The importance of onsite issues should never be underestimated. The introduction of Panda in February 2011 gave clear intent from Google that website owners should keep their house in order.
The recent news that Panda is no longer a stand-alone update but now an integrated part of the overall algorithm shows that onsite issues are still vitally important.
I am still shocked by the number of websites that get this aspect of SEO wrong. Fine-tuning your website provides so many easy wins, have a look at my previous post where I showed how a couple of quick onsite edits resulted in organic traffic increased by nearly 1000%.
If your site is under optimised, over optimised, riddled with duplicate or thin content – you are literally throwing traffic out of the window.
If you worry that this might be you, do not fear as the process you need to fix the issue is easy and straightforward.
Step 1: Collect Your Indexed Pages
Teh simple test is to do a site search, for a full in-depth audit of your site, you will want to do a full check on how to find duplication.
Run a site search on Google to pull out all the indexed pages.
Skim through the Google Doc until you find something that does not belong. We are looking for:
- Thin category pages
- Login pages
- URL variations
WARNING: the main reason why I decided to write this post was that of the colleague of mine. One of our clients has a duplication issue and had a few too many indexed pages. My colleagues reasoning was that if he blocked the pages via Robots.txt the duplication would be fixed. DO NOT DO THIS.
If you block the pages via Robots.txt you are stopping the crawler accessing the pages, if you stop the crawler you cannot get the crawler to remove the pages from the index.
Step 2: NOINDEX
To remove the pages from the index, you will need to add the NOINDEX tag to the <head> section of all the URLs that you identified in the Google Doc.
The NOINDEX tag has the following format:
<META NAME=”ROBOTS” CONTENT=”NOINDEX”>
Note: I don’t use the NOFOLLOW tag as I want to crawler to keep on crawling the pages on my sites. I only use the NOFOLLOW tag in exceptional circumstances.
Step 3: Google’s Search Console
Once the NOINDEX tag has been added to the pages, the next step is to hurry the process along a little.
The first thing to do is submit a new sitemap in Google’s Search Console (formally Google’s Webmaster Tools). Adding a new sitemap will increase the likelihood that Google will re-crawl the website so they can see the NOINDEX tags.
On the left-hand navigation, click ‘Crawl’ then ‘Sitemaps’ and either resubmit or submit a sitemap.
The second action to take is to manually request the removal of the URLs within the Search Console.

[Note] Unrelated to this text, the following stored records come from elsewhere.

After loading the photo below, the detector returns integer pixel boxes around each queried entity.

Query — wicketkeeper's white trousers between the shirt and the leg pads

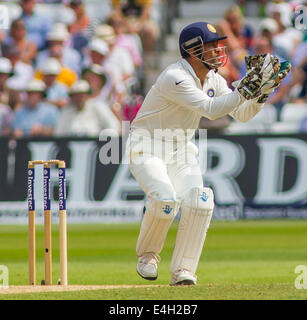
[129,141,203,201]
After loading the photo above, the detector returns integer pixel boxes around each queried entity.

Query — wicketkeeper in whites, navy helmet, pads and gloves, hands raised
[127,22,291,285]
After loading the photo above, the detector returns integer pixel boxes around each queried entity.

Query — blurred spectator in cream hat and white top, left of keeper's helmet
[96,24,135,81]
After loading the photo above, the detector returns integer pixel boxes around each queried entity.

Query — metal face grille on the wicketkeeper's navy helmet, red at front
[181,36,228,71]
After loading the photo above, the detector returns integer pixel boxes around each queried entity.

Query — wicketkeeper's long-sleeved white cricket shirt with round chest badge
[131,59,262,139]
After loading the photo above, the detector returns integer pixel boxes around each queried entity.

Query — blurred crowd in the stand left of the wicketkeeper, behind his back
[0,0,159,138]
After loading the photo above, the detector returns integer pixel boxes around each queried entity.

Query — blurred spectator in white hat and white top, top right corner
[268,3,303,61]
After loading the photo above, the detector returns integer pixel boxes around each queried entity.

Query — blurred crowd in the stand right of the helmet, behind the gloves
[202,0,307,131]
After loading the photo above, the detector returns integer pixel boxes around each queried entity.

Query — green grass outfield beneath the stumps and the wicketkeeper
[0,220,307,300]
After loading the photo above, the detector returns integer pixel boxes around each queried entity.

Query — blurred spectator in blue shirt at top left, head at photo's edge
[19,0,52,50]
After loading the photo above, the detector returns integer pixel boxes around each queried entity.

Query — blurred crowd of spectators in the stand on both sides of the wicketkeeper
[0,0,307,138]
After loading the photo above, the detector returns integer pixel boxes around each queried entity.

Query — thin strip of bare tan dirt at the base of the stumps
[0,285,168,295]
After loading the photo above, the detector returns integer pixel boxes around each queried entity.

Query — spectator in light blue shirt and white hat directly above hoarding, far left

Please do not be lazy and just remove the URLs without adding the NOINDEX tag. The pages will drop out of the index temporarily but if you do not deal with them (NOINDEX, 301 etc), they will get indexed again. As Google state on the page:
Temporarily remove URLs that you own from search results. To remove content permanently, you must remove or update the source page.
To do this, select your site in the Search Console, and on the left-hand side navigation, select ‘Google Index’ and then ‘Remove URLs’.
Once you are there, click ‘Temporary Hide’ and paste in your URLs one by one and on the following page request their removal from the index.
There are a number of different options available to you on the removal request screen. These are:
- Temporarily hide the page from the search results and remove from cache
- Remove the page from cache only
- Temporarily hide directory
For the purpose of this exercise, we want to “Temporarily hide the page from the search results and remove from cache”.
Step 4: Robots.txt
Now that we have stopped the pages reentering the index (NOINDEX tag) and removed them from the index (Google Search Console) we can also add an extra layer of protection and stop the crawlers accessing certain sections of your site.
Step 5: Keeping it tidy
I tend to run a quick site search every month on the sites I work with. I know roughly how many pages should be indexed. If there is anything out of place, I investigate further. It only takes 30 seconds to do a site search and the benefits vastly outstrip a waste of 30 seconds.